Frequently Asked Questions

Airflow vs Prefect vs Dagster — which to choose?
Airflow is the most battle-tested with the largest ecosystem and cloud managed offerings (MWAA, Cloud Composer). Prefect 2.x and Dagster are more Python-native, with better local development experience and type safety. For teams starting fresh, Prefect and Dagster require less infrastructure overhead. For teams at large companies with existing Airflow investments, Airflow remains the standard.
What is the best executor for production?

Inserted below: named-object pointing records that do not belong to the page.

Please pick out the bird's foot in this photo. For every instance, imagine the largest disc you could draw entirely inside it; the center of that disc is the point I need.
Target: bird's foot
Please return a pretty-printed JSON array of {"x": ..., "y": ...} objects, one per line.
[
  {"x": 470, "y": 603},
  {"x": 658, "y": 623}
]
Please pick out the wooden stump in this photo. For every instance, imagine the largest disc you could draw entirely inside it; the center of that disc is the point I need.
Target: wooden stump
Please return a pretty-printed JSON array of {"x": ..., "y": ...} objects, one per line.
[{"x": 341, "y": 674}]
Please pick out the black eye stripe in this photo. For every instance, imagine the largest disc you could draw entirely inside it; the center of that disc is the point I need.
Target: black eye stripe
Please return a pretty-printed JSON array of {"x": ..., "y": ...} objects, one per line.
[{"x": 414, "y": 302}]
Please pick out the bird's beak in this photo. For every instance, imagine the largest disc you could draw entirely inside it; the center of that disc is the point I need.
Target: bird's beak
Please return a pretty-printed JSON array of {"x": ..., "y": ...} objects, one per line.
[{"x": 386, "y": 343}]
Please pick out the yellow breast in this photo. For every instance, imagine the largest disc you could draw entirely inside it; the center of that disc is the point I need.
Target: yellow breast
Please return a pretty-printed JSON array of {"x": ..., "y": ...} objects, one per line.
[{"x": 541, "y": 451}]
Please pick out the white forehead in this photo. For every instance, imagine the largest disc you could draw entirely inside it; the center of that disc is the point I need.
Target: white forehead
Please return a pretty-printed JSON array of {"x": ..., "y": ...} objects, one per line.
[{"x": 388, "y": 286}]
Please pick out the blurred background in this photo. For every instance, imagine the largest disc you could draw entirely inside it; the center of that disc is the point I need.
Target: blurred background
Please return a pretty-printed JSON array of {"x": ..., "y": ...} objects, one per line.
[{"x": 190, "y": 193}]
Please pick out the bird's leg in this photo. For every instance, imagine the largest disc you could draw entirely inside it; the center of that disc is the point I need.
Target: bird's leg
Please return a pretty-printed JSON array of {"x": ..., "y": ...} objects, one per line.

Use the CeleryExecutor with Redis as the broker for most production setups — it is battle-tested and scales horizontally by adding workers. Use KubernetesExecutor when you need task-level resource isolation or have heterogeneous resource requirements (GPU tasks alongside CPU tasks). The LocalExecutor is fine for small teams on a single machine.
How do I share large data between tasks?
XComs are stored in the metadata DB — don't use them for large datasets (>1 MB). Instead, write data to a shared store (S3, GCS, a database) and pass only the file path or table name via XCom. This is the standard pattern: tasks produce artifacts in shared storage, downstream tasks consume from there.